Recently, machine learning-based computational models have been applied in the prediction of DDIs (e.g., ref. [
23]). Computational models using machine learning analyze large datasets, including pharmacokinetics, pharmacodynamics, biochemical pathways, and molecular interaction data. They can discover hidden patterns and interactions that may not be readily apparent through traditional rule-based methods, which have higher screening efficiency and integrate heterogeneous data sources to build predictive frameworks to predict DDIs. However, these computational models may raise concerns of potentially inconsistent data sources, data imbalance issues, overfitting, high complexity, and resource intensity, etc. Therefore, computational models may play a complementary role, not a replacing role, to traditional working models (BSMs and MSMs) in predicting DDIs by offering enhanced efficiency, accuracy, and insights into complex biological interactions.

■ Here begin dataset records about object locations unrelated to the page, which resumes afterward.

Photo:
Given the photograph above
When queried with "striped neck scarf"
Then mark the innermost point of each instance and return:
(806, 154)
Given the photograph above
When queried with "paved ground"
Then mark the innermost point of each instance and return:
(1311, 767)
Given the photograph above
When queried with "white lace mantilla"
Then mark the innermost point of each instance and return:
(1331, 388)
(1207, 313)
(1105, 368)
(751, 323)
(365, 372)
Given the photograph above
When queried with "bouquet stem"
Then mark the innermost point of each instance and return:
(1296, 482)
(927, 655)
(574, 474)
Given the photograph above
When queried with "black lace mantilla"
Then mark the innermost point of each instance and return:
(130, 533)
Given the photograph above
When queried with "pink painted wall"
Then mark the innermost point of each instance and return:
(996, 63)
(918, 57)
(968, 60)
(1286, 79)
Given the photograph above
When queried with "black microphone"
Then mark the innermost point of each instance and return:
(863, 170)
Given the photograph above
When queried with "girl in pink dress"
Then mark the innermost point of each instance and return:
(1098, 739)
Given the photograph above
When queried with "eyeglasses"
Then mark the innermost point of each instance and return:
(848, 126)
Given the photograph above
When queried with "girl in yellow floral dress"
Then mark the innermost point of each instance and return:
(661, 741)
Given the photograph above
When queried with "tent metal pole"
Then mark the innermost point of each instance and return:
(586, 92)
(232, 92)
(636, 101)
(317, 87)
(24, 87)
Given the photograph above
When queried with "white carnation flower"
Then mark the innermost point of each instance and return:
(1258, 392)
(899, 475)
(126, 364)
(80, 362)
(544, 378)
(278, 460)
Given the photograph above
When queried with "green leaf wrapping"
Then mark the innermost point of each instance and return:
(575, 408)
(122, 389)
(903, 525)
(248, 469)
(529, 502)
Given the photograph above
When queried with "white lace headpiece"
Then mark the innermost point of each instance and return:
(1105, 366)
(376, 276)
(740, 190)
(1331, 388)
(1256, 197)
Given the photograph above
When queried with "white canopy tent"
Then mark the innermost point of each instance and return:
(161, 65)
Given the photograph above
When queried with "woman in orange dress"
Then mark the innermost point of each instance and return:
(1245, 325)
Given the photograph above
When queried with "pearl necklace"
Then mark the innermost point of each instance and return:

It is acknowledged that the calculations performed have some limitations, as the dataset used is somewhat biased for three reasons. First, the compounds that were identified as being most potent inhibitors in in vitro studies did not make it to the clinical stage of development, because for various reasons they had a poor outlook as drug candidates. Secondly, since the “no-effect” range in the FDA guideline is very narrow (0.8–1.25), only a limited amount of data fell within the true negative category. Furthermore, because of a lack of metabolite characterization for the 18 compounds in the study, a metabolite-mediated DDI was not considered as part of the calculations. The small sample size, in particular for induction (n = 8) and mechanism-based inhibition (n = 4), is a limitation of this research.
In summary, the current research evaluated the performance of the FDA static models in predicting pharmacokinetic DDI risks using BI proprietary compounds. The DDIRC (PharmaPendium®) was used to assess the MSMs and data were correlated with human pharmacokinetic studies from Phase I clinical trials. The results showed that the FDA formulas for both basic static modes and mechanistic static models performed well in an industrial setting in support of drug development to predict DDIs. The results also demonstrated that basic models for drug interactions should be used in early drug discovery to “rule out” DDI risks because of the minimal inputs required and the low rate of false negative predictions. The MSMs showed good performance in predicting clinical DDIs and should be implemented for compounds needing further clinical evaluation. Furthermore, the inclusion of human urine or preclinical species excretion data in the formula for the MSM enhanced the predictivity for the DDI potential of (candidate) drugs.